Quince meses después de la DANA, la reconstrucción sigue atrapada en los despachos
Han pasado ya más de quince meses desde la DANA de octubre de 2024, la riada que arrasó Paiporta y convirtió al municipio en una de las zonas cero de la catástrofe en la Comunitat Valenciana. Sin embargo, la reconstrucción real sigue sin llegar a la calle.

El último anuncio oficial habla de un “paso decisivo”: la aprobación de 17 anteproyectos por valor de más de 41 millones de euros para reconstruir infraestructuras municipales dañadas. Pero, más allá del titular institucional, la realidad es que las obras aún no han empezado y no lo harán a corto plazo.
Lo aprobado por el Ministerio no son obras, sino memorias técnicas y anteproyectos, es decir, documentos previos que permiten iniciar ahora la redacción de los proyectos definitivos.
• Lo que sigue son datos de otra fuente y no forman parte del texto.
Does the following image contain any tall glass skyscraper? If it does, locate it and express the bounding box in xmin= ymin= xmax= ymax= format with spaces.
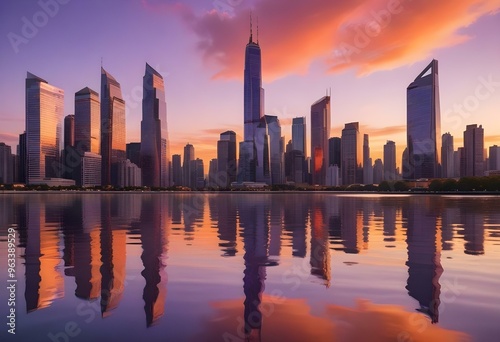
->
xmin=26 ymin=72 xmax=64 ymax=184
xmin=101 ymin=68 xmax=126 ymax=186
xmin=292 ymin=117 xmax=307 ymax=157
xmin=75 ymin=87 xmax=101 ymax=154
xmin=311 ymin=96 xmax=330 ymax=185
xmin=141 ymin=63 xmax=170 ymax=187
xmin=238 ymin=22 xmax=264 ymax=182
xmin=406 ymin=59 xmax=441 ymax=179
A partir de ahí todavía quedará por delante un largo camino administrativo: redacción técnica completa, supervisión, licitación pública, adjudicación y, finalmente, ejecución.
Según los plazos habituales en este tipo de actuaciones, la redacción de los proyectos puede alargarse entre 6 y 12 meses, y la licitación y adjudicación otros 6 meses adicionales si no hay retrasos, recursos o modificaciones. A eso hay que sumar el tiempo de obra, que en infraestructuras de gran tamaño como el polideportivo, el auditorio o el mercado municipal puede extenderse entre 12 y 24 meses.
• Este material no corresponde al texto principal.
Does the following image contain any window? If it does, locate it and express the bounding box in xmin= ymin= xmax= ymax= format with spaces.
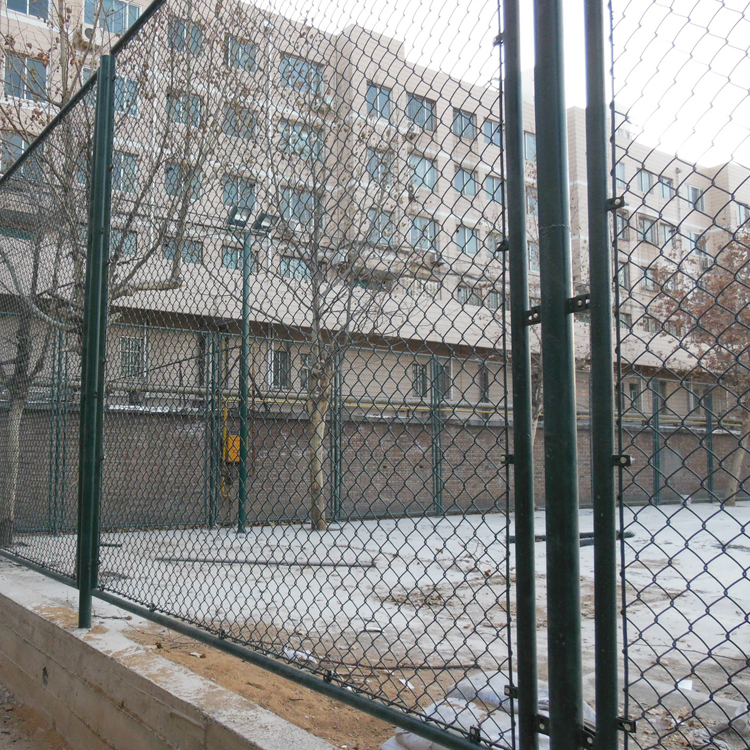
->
xmin=279 ymin=120 xmax=323 ymax=161
xmin=367 ymin=148 xmax=393 ymax=188
xmin=528 ymin=242 xmax=539 ymax=273
xmin=167 ymin=91 xmax=203 ymax=126
xmin=638 ymin=216 xmax=656 ymax=245
xmin=453 ymin=109 xmax=477 ymax=139
xmin=482 ymin=120 xmax=503 ymax=146
xmin=164 ymin=239 xmax=203 ymax=264
xmin=222 ymin=105 xmax=256 ymax=140
xmin=367 ymin=82 xmax=391 ymax=120
xmin=5 ymin=54 xmax=47 ymax=102
xmin=686 ymin=185 xmax=706 ymax=211
xmin=484 ymin=174 xmax=503 ymax=205
xmin=221 ymin=175 xmax=255 ymax=211
xmin=221 ymin=235 xmax=258 ymax=274
xmin=279 ymin=255 xmax=312 ymax=281
xmin=456 ymin=286 xmax=482 ymax=307
xmin=112 ymin=151 xmax=138 ymax=193
xmin=410 ymin=216 xmax=437 ymax=252
xmin=615 ymin=213 xmax=630 ymax=240
xmin=526 ymin=188 xmax=539 ymax=216
xmin=8 ymin=0 xmax=49 ymax=21
xmin=367 ymin=208 xmax=396 ymax=247
xmin=110 ymin=229 xmax=138 ymax=255
xmin=281 ymin=187 xmax=322 ymax=225
xmin=167 ymin=18 xmax=203 ymax=57
xmin=477 ymin=362 xmax=490 ymax=403
xmin=299 ymin=354 xmax=310 ymax=391
xmin=659 ymin=223 xmax=677 ymax=247
xmin=617 ymin=262 xmax=630 ymax=289
xmin=412 ymin=362 xmax=428 ymax=398
xmin=115 ymin=76 xmax=138 ymax=117
xmin=279 ymin=55 xmax=323 ymax=96
xmin=456 ymin=224 xmax=479 ymax=255
xmin=164 ymin=162 xmax=201 ymax=201
xmin=453 ymin=167 xmax=477 ymax=198
xmin=225 ymin=36 xmax=257 ymax=73
xmin=86 ymin=0 xmax=141 ymax=34
xmin=523 ymin=132 xmax=536 ymax=162
xmin=638 ymin=169 xmax=655 ymax=193
xmin=641 ymin=268 xmax=659 ymax=292
xmin=628 ymin=380 xmax=641 ymax=409
xmin=615 ymin=161 xmax=628 ymax=190
xmin=409 ymin=154 xmax=437 ymax=191
xmin=120 ymin=336 xmax=146 ymax=380
xmin=269 ymin=347 xmax=292 ymax=388
xmin=659 ymin=175 xmax=674 ymax=198
xmin=406 ymin=94 xmax=435 ymax=130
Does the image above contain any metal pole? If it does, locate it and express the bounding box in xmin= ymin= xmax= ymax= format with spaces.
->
xmin=703 ymin=389 xmax=714 ymax=502
xmin=77 ymin=55 xmax=115 ymax=628
xmin=584 ymin=0 xmax=618 ymax=750
xmin=651 ymin=379 xmax=661 ymax=505
xmin=237 ymin=232 xmax=252 ymax=534
xmin=503 ymin=0 xmax=539 ymax=750
xmin=430 ymin=355 xmax=443 ymax=516
xmin=534 ymin=0 xmax=583 ymax=750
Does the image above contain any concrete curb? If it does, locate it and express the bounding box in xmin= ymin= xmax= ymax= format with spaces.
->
xmin=0 ymin=561 xmax=332 ymax=750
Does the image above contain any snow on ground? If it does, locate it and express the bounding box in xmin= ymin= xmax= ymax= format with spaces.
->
xmin=5 ymin=503 xmax=750 ymax=744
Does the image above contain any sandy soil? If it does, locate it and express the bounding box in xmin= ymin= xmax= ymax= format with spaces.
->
xmin=125 ymin=626 xmax=393 ymax=750
xmin=0 ymin=684 xmax=70 ymax=750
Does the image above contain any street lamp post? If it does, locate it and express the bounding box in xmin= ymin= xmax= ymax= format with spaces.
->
xmin=227 ymin=206 xmax=278 ymax=534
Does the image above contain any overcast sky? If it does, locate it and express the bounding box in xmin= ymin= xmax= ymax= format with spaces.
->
xmin=259 ymin=0 xmax=750 ymax=167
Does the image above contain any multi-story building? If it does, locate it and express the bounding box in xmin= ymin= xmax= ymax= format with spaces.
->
xmin=0 ymin=0 xmax=750 ymax=523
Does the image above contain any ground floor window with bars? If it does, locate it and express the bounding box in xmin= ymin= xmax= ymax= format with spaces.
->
xmin=120 ymin=336 xmax=146 ymax=380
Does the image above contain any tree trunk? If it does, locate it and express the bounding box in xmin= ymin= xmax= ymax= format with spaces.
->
xmin=0 ymin=398 xmax=26 ymax=547
xmin=724 ymin=407 xmax=750 ymax=506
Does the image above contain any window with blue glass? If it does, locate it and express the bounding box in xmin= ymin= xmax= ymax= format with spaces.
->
xmin=8 ymin=0 xmax=49 ymax=21
xmin=83 ymin=0 xmax=141 ymax=34
xmin=279 ymin=55 xmax=323 ymax=96
xmin=456 ymin=224 xmax=479 ymax=255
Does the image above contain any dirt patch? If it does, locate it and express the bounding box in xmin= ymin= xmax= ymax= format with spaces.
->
xmin=127 ymin=626 xmax=400 ymax=750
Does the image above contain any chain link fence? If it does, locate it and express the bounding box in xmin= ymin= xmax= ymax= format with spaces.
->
xmin=613 ymin=3 xmax=750 ymax=748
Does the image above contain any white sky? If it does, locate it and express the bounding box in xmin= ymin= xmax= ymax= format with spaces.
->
xmin=260 ymin=0 xmax=750 ymax=167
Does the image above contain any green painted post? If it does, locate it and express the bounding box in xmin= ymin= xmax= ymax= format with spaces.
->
xmin=237 ymin=232 xmax=252 ymax=534
xmin=77 ymin=55 xmax=115 ymax=628
xmin=534 ymin=0 xmax=583 ymax=750
xmin=503 ymin=0 xmax=539 ymax=750
xmin=584 ymin=0 xmax=619 ymax=750
xmin=703 ymin=388 xmax=714 ymax=502
xmin=651 ymin=379 xmax=661 ymax=505
xmin=430 ymin=355 xmax=443 ymax=516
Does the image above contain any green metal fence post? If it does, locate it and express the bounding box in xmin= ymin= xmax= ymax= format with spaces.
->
xmin=651 ymin=379 xmax=661 ymax=505
xmin=430 ymin=355 xmax=443 ymax=516
xmin=77 ymin=55 xmax=115 ymax=628
xmin=703 ymin=392 xmax=714 ymax=502
xmin=503 ymin=0 xmax=539 ymax=750
xmin=584 ymin=0 xmax=618 ymax=750
xmin=534 ymin=0 xmax=583 ymax=750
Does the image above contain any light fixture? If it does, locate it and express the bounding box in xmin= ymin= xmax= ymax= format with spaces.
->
xmin=250 ymin=213 xmax=279 ymax=234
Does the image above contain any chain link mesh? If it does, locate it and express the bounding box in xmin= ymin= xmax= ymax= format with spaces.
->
xmin=0 ymin=0 xmax=524 ymax=746
xmin=612 ymin=2 xmax=750 ymax=748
En el mejor de los escenarios, muchas de estas instalaciones no estarían terminadas antes de 2027, es decir, más de dos años y medio después de la riada. En un escenario más realista, los plazos podrían acercarse incluso a los tres o cuatro años desde la catástrofe.
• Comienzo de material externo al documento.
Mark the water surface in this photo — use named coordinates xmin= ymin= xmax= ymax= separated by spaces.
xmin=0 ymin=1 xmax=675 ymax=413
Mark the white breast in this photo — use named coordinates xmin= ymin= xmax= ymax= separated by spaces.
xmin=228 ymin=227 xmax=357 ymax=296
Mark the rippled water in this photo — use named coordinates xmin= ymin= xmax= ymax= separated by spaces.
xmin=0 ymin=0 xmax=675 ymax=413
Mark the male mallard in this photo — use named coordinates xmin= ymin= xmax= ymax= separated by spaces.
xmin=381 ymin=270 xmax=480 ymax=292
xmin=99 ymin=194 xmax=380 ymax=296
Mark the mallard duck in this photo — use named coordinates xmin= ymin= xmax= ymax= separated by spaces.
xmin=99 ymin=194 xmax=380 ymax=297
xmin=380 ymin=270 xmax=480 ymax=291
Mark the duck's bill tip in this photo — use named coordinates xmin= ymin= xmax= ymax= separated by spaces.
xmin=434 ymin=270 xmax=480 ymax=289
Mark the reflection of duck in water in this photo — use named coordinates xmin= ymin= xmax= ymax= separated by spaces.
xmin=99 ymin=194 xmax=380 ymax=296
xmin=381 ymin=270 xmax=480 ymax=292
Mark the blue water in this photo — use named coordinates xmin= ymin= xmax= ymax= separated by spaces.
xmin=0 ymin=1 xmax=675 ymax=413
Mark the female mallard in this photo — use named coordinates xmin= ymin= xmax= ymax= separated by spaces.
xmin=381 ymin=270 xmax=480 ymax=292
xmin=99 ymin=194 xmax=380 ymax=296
Mientras tanto, Paiporta sigue funcionando con infraestructuras dañadas, servicios provisionales y espacios públicos pendientes de reconstrucción, a pesar de los anuncios millonarios. La sensación entre muchos vecinos es que la reconstrucción avanza más rápido en notas de prensa que en la vida real.
La aprobación de los anteproyectos es, sin duda, un trámite necesario, pero llega tarde y no soluciona nada a corto plazo. Quince meses después de la DANA, Paiporta sigue esperando que la reconstrucción deje de ser un expediente administrativo y empiece, por fin, a ser una realidad visible.